Le gang des casquettes blanches.


  

Urgences.

Quand la jeune femme décide de prendre le chemin du retour, il doit être à peu près deux heures du matin. Elle n’a pas l’habitude de rentrer seule, mais à cette heure, plus personne n’est en état de la raccompagner. Elle se retrouve donc à marcher dans les rues de cette ville avec pour seule hâte de rentrer chez elle. En contournant la maison de retraite, son imaginaire commence à s’emballer. Elle appréhende le parking de l’hôpital qu’elle devra traverser et elle réalise que cette peur risque de l’engloutir toute entière. Déjà, le faible éclairage à l’abord de l’hôpital ne fait qu’amplifier ce sentiment. Le bâtiment plongé dans la pénombre, le funérarium et la maternité (dont elle ne sait pas s’ils existent encore) ne la rassurent pas du tout. En entamant la descente, elle tente d’éviter les crevasses pour rejoindre la cuvette de la bâtisse. Il y a là des arbustes qu’elle devine ainsi qu’un héliport fantomatique. Autour d’elle, elle traque les cachettes, les recoins... Et bizarrement, c’est à l’approche des lueurs de l’hôpital qu’elle retrouve son calme. En contrebas, les portes des urgences paraissent presque accueillantes. Plusieurs ambulances sont stationnées en file indienne.

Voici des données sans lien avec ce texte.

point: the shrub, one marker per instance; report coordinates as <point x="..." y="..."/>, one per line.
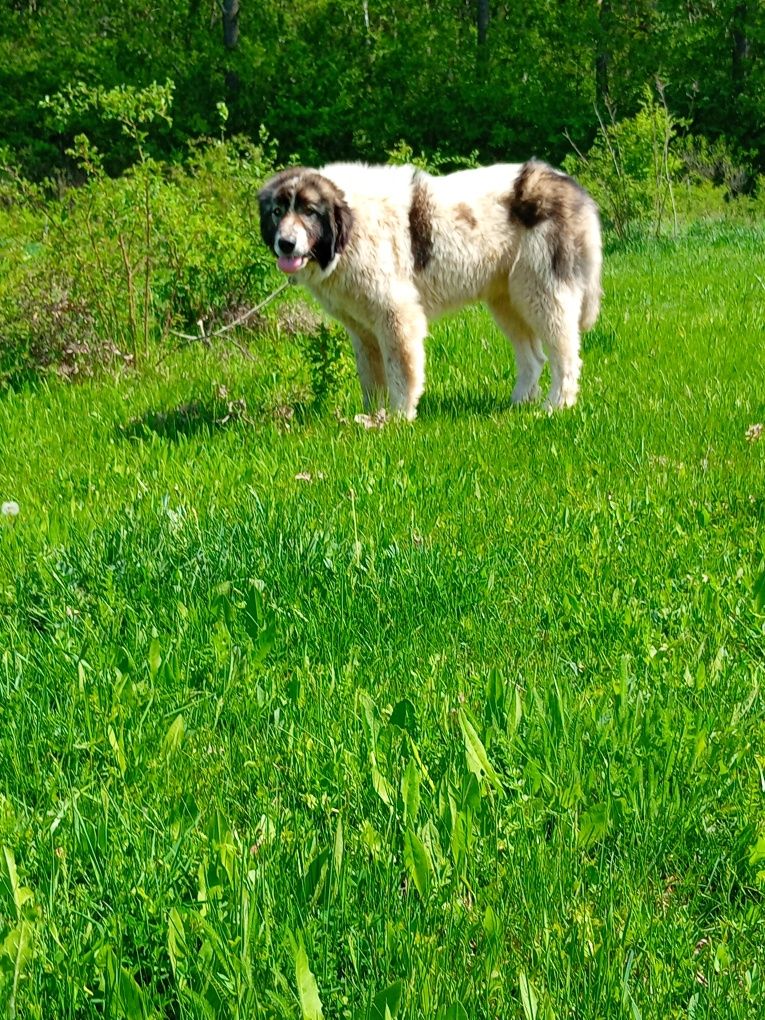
<point x="116" y="264"/>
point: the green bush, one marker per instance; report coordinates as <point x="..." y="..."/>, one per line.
<point x="110" y="268"/>
<point x="630" y="166"/>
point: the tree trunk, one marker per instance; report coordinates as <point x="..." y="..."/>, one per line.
<point x="481" y="22"/>
<point x="603" y="56"/>
<point x="742" y="49"/>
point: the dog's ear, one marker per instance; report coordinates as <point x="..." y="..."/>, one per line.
<point x="337" y="223"/>
<point x="267" y="225"/>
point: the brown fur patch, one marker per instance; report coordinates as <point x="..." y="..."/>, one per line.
<point x="464" y="214"/>
<point x="420" y="223"/>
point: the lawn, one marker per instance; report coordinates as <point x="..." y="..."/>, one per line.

En fait oui, jamais par le passé, ces lettres rouges ne lui avaient parues si belles, si sereines.   


                                                                                                                                                                                                           Heath Ledger.

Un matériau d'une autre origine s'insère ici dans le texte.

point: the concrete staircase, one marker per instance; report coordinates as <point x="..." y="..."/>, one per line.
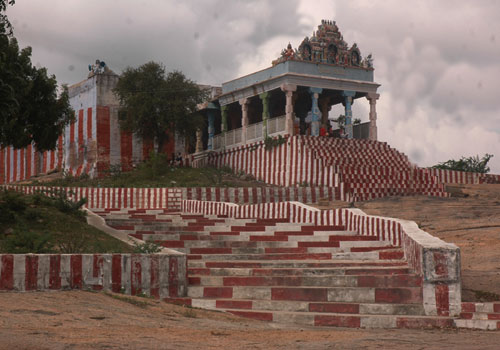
<point x="270" y="269"/>
<point x="371" y="169"/>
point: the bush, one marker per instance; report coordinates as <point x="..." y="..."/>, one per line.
<point x="25" y="241"/>
<point x="148" y="247"/>
<point x="470" y="164"/>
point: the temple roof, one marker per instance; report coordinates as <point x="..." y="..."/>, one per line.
<point x="327" y="46"/>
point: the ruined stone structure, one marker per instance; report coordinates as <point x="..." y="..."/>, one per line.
<point x="302" y="84"/>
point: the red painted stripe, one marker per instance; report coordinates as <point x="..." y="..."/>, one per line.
<point x="29" y="152"/>
<point x="97" y="266"/>
<point x="442" y="300"/>
<point x="126" y="150"/>
<point x="31" y="272"/>
<point x="44" y="167"/>
<point x="173" y="280"/>
<point x="7" y="272"/>
<point x="135" y="274"/>
<point x="55" y="272"/>
<point x="155" y="276"/>
<point x="2" y="165"/>
<point x="103" y="139"/>
<point x="14" y="168"/>
<point x="89" y="123"/>
<point x="76" y="280"/>
<point x="21" y="164"/>
<point x="116" y="273"/>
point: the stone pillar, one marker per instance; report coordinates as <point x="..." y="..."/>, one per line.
<point x="288" y="89"/>
<point x="224" y="111"/>
<point x="265" y="96"/>
<point x="348" y="95"/>
<point x="199" y="142"/>
<point x="211" y="128"/>
<point x="325" y="108"/>
<point x="315" y="110"/>
<point x="372" y="98"/>
<point x="244" y="119"/>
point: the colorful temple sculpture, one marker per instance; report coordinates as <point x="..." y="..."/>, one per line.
<point x="295" y="95"/>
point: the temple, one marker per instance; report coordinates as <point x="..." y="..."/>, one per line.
<point x="294" y="95"/>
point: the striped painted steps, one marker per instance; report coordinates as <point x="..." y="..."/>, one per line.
<point x="274" y="270"/>
<point x="372" y="169"/>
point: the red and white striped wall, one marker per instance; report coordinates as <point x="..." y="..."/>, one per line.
<point x="22" y="164"/>
<point x="255" y="195"/>
<point x="114" y="198"/>
<point x="436" y="261"/>
<point x="284" y="165"/>
<point x="170" y="197"/>
<point x="462" y="177"/>
<point x="157" y="275"/>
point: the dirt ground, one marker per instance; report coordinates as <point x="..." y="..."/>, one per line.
<point x="471" y="221"/>
<point x="85" y="320"/>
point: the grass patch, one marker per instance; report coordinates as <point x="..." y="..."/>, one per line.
<point x="484" y="296"/>
<point x="157" y="172"/>
<point x="40" y="225"/>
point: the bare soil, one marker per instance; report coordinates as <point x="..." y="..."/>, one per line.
<point x="85" y="320"/>
<point x="470" y="219"/>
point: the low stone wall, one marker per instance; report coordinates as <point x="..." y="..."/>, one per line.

Plus un chat ne se balade sur la rocade.

Plus tard sur la rocade, elle marche sous les lampadaires et imagine les boxes des urgences. Cet endroit l’intrigue car elle n’y a jamais mis les pieds. Elle se demande si ça ressemble aux séries télés ou si au contraire, c’est peuplé de dingues, de paumés, de comateux...mais là ! En face, une voiture descend le boulevard, tous feux éteints. Derrière le pare-brise, elle ne parvient pas à distinguer le chauffeur. Seul le plafonnier diffuse une onde grotesque. Elle continue à marcher, feignant d’ignorer l’autre coté du terre-plein. Elle ne connaît pas grande chose aux voitures. Il lui semble tout de même que c’est une Mercedes. Tout se bouscule dans sa tête. Elle l’entend descendre l’artère lentement, très lentement, beaucoup trop lentement... Et plus la voiture diminue son allure, plus la jeune femme augmente la sienne. Avant qu’une porte ne s’ouvre, qu’une fenêtre ne se baisse, elle contourne le lavoir, traverse la pelouse et se met à courir. Dans son dos, elle croit percevoir des éclats de rires, mais son sang bourdonne violemment. Il l’assourdit totalement. Elle se retrouve à bout de souffle en haut de la côte, alors elle s’arrête et se retourne pour regarder en bas. Le boulevard est complètement désert. 



Le gang des casquettes blanches.

Elle ne cernera toute l’origine de sa frayeur que bien plus tard. Lors d’une soirée organisée chez une amie, minuit est déjà passé depuis longtemps quand quelqu’un lance : “Vous vous souvenez du gang des casquettes blanches? Vous vous souvenez du sourire de l’ange et de la cravate?” Ces trois mots claquent en elle, faisant resurgir tout un pan de sa mémoire. Le Gang des Casquettes Blanches. A l’époque, la rumeur s’était propagée comme une traînée de poudre. Au collège, tout le monde était au courant, tout le monde en parlait, tout le monde avait sa version : “Quoi, tu sais pas? Y a un groupe de mecs qui traîne en voiture la nuit. S’ils te voient, ils te choperont. Ils te feront le sourire de l’ange. Ils te tailladeront les joues jusqu’aux oreilles. Ouais, jusqu’aux oreilles ! Et puis, s’ils ont envie de s’amuser un peu, ils te trancheront la gorge pour en faire sortir ta langue, comme une cravate. Ben ouais, comme une cravate !” Après les cours, elle se rappelle que les filles appelaient leurs parents pour qu’ils viennent les chercher. A la tombée de la nuit, les garçons se félicitaient d’être rentrés au bercail. Et puis un jour c’en était trop, le proviseur les a tous réunis dans la cour centrale pour leur expliquer que personne n’avait jamais vu les membres du gang, puisqu’ils n’existaient pas.
Ensuite, et malgré des efforts spectaculaires pour la raviver, la rumeur s’est dégonflée comme une baudruche. Chacun se rendant compte que tout avait été inventé de toutes pièces et que, appareils dentaires à part, rien ne venait défigurer le sourire des élèves. Oui en fait, ce gang des casquettes blanches, du début à la fin, n’avait été ni plus ni moins qu’une rumeur, une illusion, une microfiction.